And beside the pillow was a small scattering of crumbs which Eddie suspected were the remnants of biscuits but he couldn’t be sure, as they could have easily been something else like crackers or a great deal of other foods. His gaze then gravitated towards a bottle of water that was only half-full and the paper label that had been stuck onto it. “Property of Richie Tozier” it read in messy handwriting scrawled in murky blue ink.

And there was, at that moment, only one thought in Eddie Kaspbrak’s mind: “Who the fuck is Richie Tozier?”

The sound of movements coming from upstairs – the floorboards above him creaking under the weight of something that must have been profoundly sinister – stirred within him another layer fear and his shaky breathing returned, his heart leaping up into the back of his throat as he considered that whoever this Tozier person was, they must have been hiding down there in the cellar for an absurd amount of time, and anyone who would hide in someone’s cellar for approximately a year couldn’t have been a particularly friendly person – why else would they need to hide?

His heart racing so much he was afraid it might burst, he scanned the shadowy cellar for place to hide, leapt at the light switch to turn it off and dived behind a jagged stack of cardboard boxes no-one had even remembered were down there. Suddenly unable to breathe, he held his inhaler up to his mouth and tried to ignore the growing volume of the footsteps as they neared the entrance to the cellar. Eventually, everything went quiet.

“Eddie, sweetie, are you home?

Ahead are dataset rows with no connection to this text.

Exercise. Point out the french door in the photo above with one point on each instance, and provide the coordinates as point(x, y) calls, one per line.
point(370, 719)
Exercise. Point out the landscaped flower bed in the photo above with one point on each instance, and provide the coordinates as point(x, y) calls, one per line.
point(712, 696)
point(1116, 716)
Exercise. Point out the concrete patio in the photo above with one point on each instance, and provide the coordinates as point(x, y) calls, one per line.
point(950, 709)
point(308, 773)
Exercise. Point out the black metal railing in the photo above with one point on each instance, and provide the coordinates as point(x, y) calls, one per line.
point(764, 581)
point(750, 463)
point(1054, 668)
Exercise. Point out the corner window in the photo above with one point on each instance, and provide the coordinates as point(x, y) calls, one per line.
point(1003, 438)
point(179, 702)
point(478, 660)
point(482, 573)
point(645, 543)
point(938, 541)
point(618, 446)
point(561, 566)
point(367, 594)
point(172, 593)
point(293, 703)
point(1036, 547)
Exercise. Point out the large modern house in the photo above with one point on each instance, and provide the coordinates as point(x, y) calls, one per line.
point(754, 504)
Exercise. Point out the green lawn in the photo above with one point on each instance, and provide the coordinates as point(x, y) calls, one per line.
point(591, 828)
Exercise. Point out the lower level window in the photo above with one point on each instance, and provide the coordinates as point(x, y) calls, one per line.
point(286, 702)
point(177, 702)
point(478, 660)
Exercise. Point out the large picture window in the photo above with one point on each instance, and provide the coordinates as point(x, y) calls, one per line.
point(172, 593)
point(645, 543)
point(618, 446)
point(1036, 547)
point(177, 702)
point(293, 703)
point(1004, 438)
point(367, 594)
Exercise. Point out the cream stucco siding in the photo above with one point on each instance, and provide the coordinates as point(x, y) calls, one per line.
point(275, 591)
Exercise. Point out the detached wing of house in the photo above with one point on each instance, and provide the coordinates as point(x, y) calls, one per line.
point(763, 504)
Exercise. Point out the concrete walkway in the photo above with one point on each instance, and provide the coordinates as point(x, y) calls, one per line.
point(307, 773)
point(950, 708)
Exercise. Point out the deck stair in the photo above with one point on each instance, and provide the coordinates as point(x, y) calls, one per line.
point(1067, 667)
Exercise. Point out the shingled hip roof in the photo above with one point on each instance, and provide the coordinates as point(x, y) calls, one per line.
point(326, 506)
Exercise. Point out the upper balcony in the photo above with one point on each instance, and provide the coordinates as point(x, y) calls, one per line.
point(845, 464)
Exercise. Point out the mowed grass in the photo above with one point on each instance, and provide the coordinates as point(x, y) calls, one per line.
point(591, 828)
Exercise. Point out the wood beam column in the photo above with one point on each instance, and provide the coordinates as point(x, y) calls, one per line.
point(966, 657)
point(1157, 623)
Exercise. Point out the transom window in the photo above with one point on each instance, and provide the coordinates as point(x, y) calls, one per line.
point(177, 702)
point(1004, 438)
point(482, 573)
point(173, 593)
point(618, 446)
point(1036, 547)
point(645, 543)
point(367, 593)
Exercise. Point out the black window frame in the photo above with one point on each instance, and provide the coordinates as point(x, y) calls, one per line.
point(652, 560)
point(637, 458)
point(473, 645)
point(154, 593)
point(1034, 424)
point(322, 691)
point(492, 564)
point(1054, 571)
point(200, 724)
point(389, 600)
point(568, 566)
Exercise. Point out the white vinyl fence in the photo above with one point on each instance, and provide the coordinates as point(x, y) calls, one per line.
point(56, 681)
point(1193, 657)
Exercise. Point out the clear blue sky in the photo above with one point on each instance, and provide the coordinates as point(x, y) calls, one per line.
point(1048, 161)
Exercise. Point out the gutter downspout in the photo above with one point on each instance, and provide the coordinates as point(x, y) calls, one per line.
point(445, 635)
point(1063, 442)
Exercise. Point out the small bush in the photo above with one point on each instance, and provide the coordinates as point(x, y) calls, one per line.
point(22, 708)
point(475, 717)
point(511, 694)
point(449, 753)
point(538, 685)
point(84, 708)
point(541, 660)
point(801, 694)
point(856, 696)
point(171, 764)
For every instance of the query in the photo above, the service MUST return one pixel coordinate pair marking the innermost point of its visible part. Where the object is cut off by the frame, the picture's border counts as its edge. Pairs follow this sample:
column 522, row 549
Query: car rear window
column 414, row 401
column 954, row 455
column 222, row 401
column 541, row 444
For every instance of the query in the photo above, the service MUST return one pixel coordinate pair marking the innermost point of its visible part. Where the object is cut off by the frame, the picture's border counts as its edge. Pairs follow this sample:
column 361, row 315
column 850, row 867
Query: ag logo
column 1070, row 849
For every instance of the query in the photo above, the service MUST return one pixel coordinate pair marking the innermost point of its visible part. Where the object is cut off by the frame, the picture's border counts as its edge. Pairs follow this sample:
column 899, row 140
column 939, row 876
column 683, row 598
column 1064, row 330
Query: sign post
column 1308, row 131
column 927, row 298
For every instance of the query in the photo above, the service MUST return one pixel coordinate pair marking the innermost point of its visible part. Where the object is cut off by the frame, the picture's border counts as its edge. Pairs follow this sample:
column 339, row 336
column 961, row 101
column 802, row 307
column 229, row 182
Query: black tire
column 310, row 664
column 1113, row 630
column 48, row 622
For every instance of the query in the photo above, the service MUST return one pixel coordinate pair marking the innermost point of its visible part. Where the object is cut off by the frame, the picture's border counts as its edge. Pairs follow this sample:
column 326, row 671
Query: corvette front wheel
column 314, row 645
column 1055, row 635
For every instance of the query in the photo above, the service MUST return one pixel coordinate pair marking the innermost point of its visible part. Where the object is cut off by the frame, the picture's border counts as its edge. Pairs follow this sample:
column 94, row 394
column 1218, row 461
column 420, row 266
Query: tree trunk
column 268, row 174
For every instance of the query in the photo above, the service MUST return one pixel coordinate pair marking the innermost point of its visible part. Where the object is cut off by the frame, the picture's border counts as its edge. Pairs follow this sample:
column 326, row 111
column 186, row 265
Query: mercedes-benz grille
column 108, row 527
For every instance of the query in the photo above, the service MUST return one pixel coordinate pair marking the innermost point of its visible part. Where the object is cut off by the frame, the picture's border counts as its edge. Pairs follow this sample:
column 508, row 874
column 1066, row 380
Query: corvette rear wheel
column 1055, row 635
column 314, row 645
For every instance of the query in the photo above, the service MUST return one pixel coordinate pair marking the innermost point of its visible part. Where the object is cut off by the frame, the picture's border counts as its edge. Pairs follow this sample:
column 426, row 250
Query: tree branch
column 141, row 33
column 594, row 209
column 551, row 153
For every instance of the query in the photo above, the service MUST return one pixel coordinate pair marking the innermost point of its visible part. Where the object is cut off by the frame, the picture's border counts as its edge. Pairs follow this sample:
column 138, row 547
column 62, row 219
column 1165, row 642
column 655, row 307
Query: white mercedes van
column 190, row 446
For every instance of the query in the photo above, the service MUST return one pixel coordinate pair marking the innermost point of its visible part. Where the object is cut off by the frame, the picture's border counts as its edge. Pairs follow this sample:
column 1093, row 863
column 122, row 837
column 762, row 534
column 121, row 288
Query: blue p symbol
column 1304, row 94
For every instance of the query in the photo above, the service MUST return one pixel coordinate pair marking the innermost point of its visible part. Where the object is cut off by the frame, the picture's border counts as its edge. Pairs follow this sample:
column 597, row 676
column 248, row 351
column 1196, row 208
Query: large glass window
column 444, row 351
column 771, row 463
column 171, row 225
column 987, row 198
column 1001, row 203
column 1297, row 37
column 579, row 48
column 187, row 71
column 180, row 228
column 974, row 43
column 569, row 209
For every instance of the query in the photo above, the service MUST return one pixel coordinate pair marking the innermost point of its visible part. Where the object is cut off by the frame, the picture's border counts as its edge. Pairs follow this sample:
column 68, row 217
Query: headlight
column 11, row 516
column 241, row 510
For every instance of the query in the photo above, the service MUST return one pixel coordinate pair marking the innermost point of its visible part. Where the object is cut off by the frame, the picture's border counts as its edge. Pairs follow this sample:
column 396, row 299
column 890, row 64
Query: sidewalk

I’m getting worried now, Eddie.” Spitting out his inhaler, Eddie let out a sigh of relief and scrambled to his feet, calling back to his mother as soon as he’d caught his breath back. He heard her let out a sigh too and he raced back up the steps, throwing his arms around her with more enthusiasm than he had done in a long time. He couldn’t recall ever being happier to see her, but there was one terrifying thought still lurking at the back of his mind.

“Someone’s living down there,” he blurted out, pointing in the direction of the cellar. “I swear it. You have to come and see.” Wriggling out of her grasp, he tugged on her hand in an attempt at convincing her to check the cupboard in the corner of the cellar.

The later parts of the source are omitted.